Future Prospects for the EGP
As envisioned by Dr. Kenneth Olden in 1997, the EGP has generated significant new insights into the diversity and genetics of environmental response genes. The initial set of target genes, 550 altogether, will be completed over the next 6 months, and targets for the next phase are already under development. It is likely that DNA sequencing will play an increasingly important role in the EGP and in all future genetic analysis with its decreasing costs and rapidly expanding scale. Over the next decade, new approaches in in situ sequencing will be tested. If successful, it is likely that such genome-based resequencing will emerge as a dominant genotyping strategy as well (Collins et al. 2003; Shendure et al. 2004). Indeed, if the $1,000 per resequenced human genome becomes a reality, sequence analysis will play an increasingly important role in whole-genome association studies in human populations because the entire spectrum of variation (common and rare) can be uncovered in a single pass.

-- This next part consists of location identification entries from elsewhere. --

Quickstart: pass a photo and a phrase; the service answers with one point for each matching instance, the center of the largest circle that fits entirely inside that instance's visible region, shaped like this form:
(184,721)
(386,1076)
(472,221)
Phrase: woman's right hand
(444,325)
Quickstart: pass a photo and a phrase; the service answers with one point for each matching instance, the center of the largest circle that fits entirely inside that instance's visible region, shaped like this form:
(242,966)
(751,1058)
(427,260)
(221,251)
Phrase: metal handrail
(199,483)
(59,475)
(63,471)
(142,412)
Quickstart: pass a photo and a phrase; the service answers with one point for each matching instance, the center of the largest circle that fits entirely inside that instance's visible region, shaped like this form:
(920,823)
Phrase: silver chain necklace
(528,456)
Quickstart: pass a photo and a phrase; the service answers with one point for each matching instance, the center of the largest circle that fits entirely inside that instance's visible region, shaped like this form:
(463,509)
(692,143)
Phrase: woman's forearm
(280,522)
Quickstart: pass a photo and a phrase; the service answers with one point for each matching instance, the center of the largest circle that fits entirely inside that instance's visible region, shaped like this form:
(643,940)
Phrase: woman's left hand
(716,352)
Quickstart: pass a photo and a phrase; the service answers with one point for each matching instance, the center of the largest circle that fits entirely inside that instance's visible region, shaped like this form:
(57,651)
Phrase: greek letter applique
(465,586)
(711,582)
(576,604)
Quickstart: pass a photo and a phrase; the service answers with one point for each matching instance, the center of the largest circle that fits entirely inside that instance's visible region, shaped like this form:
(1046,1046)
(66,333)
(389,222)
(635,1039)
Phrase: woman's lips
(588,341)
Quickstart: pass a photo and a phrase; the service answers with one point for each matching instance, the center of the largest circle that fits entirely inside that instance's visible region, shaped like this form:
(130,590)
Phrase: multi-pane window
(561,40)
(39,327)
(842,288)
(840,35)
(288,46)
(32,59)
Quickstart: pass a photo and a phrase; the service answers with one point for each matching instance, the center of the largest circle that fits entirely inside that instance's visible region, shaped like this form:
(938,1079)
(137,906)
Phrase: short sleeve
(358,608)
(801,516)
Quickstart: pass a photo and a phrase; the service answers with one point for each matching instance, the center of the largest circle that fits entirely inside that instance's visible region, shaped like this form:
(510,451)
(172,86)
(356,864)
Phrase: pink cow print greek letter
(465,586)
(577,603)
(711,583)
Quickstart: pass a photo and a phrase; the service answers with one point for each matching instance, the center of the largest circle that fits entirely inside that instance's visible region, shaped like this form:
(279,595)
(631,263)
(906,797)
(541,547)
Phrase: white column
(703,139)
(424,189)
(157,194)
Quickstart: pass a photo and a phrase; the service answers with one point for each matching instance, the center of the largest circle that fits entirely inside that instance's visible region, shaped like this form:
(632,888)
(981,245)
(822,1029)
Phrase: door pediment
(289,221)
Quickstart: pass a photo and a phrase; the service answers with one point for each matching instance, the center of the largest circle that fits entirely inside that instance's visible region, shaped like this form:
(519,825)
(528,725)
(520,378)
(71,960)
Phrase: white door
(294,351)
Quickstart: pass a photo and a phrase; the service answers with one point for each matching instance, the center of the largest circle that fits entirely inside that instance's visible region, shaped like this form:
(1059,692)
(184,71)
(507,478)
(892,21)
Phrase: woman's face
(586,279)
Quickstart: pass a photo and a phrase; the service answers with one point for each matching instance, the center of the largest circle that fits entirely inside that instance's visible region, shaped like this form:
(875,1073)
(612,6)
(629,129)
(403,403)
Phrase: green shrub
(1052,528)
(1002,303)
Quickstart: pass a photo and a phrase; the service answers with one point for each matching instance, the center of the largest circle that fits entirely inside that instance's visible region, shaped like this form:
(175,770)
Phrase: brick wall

Until complete resequencing becomes a reality, only more limited subsets of the variation identified across the human genome will be applied in association studies. Several approaches are being taken to reduce the number of sites to be tested in human studies. The first approach is to explore the sites associated with coding and conserved noncoding sequences that can be functionally assessed via computational methods.
cSNPs represents only a small subset of the variation across the genome, but if common diseases arise from mechanisms similar to rare Mendelian diseases, this subset of SNPs should be tested. However, arguments for and against this hypothesis have been raised, and numerous reviews of the issues involved are available (Cardon and Bell 2001; Pritchard and Cox 2002; Reich and Lander 2001). By extrapolating current findings for the EGP across the human genome for an estimated 24,000 genes (Ewing and Green 2000; International Human Genome Sequencing Consortium 2004; Lander et al. 2001), 150,000 cSNPs (with an MAF > 1%) may be identified. This figure is similar to prior predictions [Kruglyak and Nickerson 2001). On average, 50% of the cSNPs identified will lead to amino acid substitutions. Therefore, 75,000 amino acid-altering SNPs may be identified across the human genome. Using new computational approaches such as SIFT and PolyPhen to score potential functionally ns-cSNPs, the subset of cSNPs could drop to approximately 8,250 cSNPs with predicted functional importance. However, only a small fraction of these cSNPs, approximately 1,000, will have MAFs > 5% and could be easily tested with newly developed low-cost genotyping strategies on adequately sized human population cohorts. Although this estimate could potentially reflect the relatively high conservation bias of the EGP genes, the gene-to-gene variation observed for the EGP is consistent with previous observations of sets of genes involved in inflammation, lipid metabolism, and endocrine function (Cargill et al. 1999; Carlson et al. 2004a; Crawford et al. 2004b; Halushka et al. 1999; Stephens et al. 2001).
It is also possible to predict SNPs in noncoding sequences with functional significance using comparative genomic approaches (Dieterich et al. 2003; Frazer et al. 2004; Jegga et al. 2002; Sandelin et al. 2004; Schwartz et al. 2003). Furthermore, data from the ENCODE Project [ENCODE Consortium 2004) should generate new paradigms for these analyses. The development of new comparative sequence data from divergent species in the evolutionary tree (Wallis et al. 2004) will greatly enhance studies to identify SNP subsets in noncoding regions with predicted function [Bejerano et al. 2004). Even when more refined approaches develop for noncoding regions of biological interest, the sizes of the emerging SNP panels are likely to be comparable with cSNP sets.
Several of the predicted functional SNPs from the EGP are being developed by the Comparative Mouse Genomics Centers Consortium (CMGCC; NIEHS 2005) to generate transgenic and knockout mouse models based on human DNA sequence variants identified in environmentally responsive genes. These mouse models will become tools to improve our understanding of the biological significance of human DNA polymorphism, and many of the computationally mined SNPs from coding sequences are being translated into appropriate animal models for further studies (Ladiges et al. 2004; NIEHS 2005). Initially, the CMGCC is focusing on variation in genes involved in DNA repair or cell cycle control, because many of these are well-characterized, environmentally responsive genes that can be translated into many current studies (Angus et al. 2003; Bahassi el et al. 2002).
According to the common disease/common variant hypothesis, the genetic risk factors underlying common diseases are likely common, modest risk alleles in the human population (Altshuler et al. 2000a; Halushka et al. 1999; Reich and Lander 2001). These alleles may not be adequately predicted by current computational tools, which are better suited for identifying the highly penetrant alleles associated with rare Mendelian diseases. These denser SNP sets, like those now available for the EGP project, will engender a second, indirect approach to association mapping. This approach will develop SNP sets to exploit LD (or SNP associations) to capture the sites that cannot be predicted by computational tools to be functionally important.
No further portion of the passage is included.